A and B–D, upper traces: averaged intracellular records from two interneurons (A in Fig. 7 and H in Fig. 6); lowest traces in each panel are from the cord dorsum. Black records were taken during ejection of the marker by passage of 5 nA depolarizing current and grey records after the current was reduced to 0.5 or 0 nA and the cells repolarized. Dotted lines in A, B and C indicate afferent volleys and the onset of monosynaptic EPSPs and disynaptic IPSPs from group I afferents. Note large IPSPs following EPSPs during the depolarization and their subsequent reversal. Note also that IPSPs were evoked not only from group I afferents (B and C) and group II afferents (A and B) but also from the MLF (D).

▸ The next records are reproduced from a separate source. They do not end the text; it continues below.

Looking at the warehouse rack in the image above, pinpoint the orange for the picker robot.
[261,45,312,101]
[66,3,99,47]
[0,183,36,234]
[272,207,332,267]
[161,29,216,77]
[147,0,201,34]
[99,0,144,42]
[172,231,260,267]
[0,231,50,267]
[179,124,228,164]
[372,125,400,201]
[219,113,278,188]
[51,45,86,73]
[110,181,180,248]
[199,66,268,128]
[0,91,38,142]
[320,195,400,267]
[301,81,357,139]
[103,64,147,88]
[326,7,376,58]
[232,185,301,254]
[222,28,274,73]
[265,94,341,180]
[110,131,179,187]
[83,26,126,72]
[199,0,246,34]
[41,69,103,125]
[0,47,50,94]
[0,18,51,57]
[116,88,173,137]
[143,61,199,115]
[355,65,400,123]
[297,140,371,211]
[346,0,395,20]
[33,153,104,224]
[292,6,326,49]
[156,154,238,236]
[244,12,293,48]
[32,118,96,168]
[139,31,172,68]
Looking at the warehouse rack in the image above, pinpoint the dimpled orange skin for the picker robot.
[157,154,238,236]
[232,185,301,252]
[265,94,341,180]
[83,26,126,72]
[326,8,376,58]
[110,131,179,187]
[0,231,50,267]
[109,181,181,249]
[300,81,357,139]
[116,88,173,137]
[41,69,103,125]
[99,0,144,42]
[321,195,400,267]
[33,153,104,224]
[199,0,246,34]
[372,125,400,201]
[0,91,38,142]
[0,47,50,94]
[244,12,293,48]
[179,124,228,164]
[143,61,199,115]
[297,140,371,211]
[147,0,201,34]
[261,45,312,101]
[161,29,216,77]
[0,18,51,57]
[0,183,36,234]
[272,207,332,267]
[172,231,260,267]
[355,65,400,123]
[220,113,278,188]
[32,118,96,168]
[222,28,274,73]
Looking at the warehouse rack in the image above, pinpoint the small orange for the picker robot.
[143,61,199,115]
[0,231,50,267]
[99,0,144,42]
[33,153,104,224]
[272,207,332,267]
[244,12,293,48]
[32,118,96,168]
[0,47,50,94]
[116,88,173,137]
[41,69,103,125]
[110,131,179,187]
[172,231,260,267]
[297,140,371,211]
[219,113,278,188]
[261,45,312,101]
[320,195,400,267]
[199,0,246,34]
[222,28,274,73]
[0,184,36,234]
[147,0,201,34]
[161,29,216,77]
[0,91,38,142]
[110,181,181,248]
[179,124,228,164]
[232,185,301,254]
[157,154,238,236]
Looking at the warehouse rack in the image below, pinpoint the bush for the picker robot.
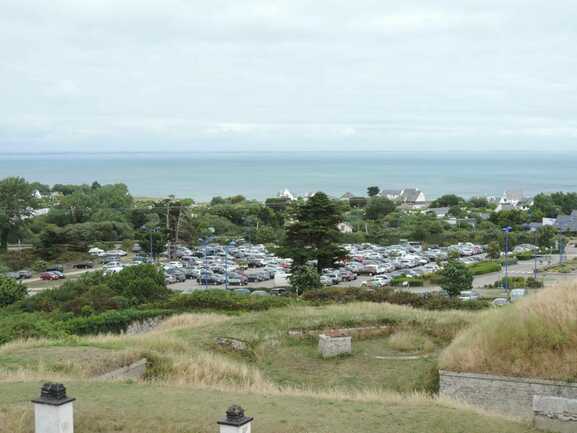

Figure 11. Main projection areas of excitatory and inhibitory intermediate zone interneurons compared with projection areas of dorsal horn and lamina VIII interneurons

Circles represent excitatory and inhibitory interneurons located in the dorsal horn (left), the intermediate zone (middle) and lamina VIII (right). Different shades are used for the three subpopulations of intermediate zone interneurons (projecting bilaterally, ipsilaterally or contralaterally). Rectangular spaces to the left and right of these circles represent ipsilateral (i) and contralateral (co) projection areas within the dorsal horn, intermediate zone and the ventral horn, including motor nuclei. Data for dorsal horn interneurons are from Bannatyne et al. (2006) and those for ventral horn lamina VIII interneurons were reported previously (Bannatyne et al. 2003) and in the companion paper (Jankowska et al. 2009).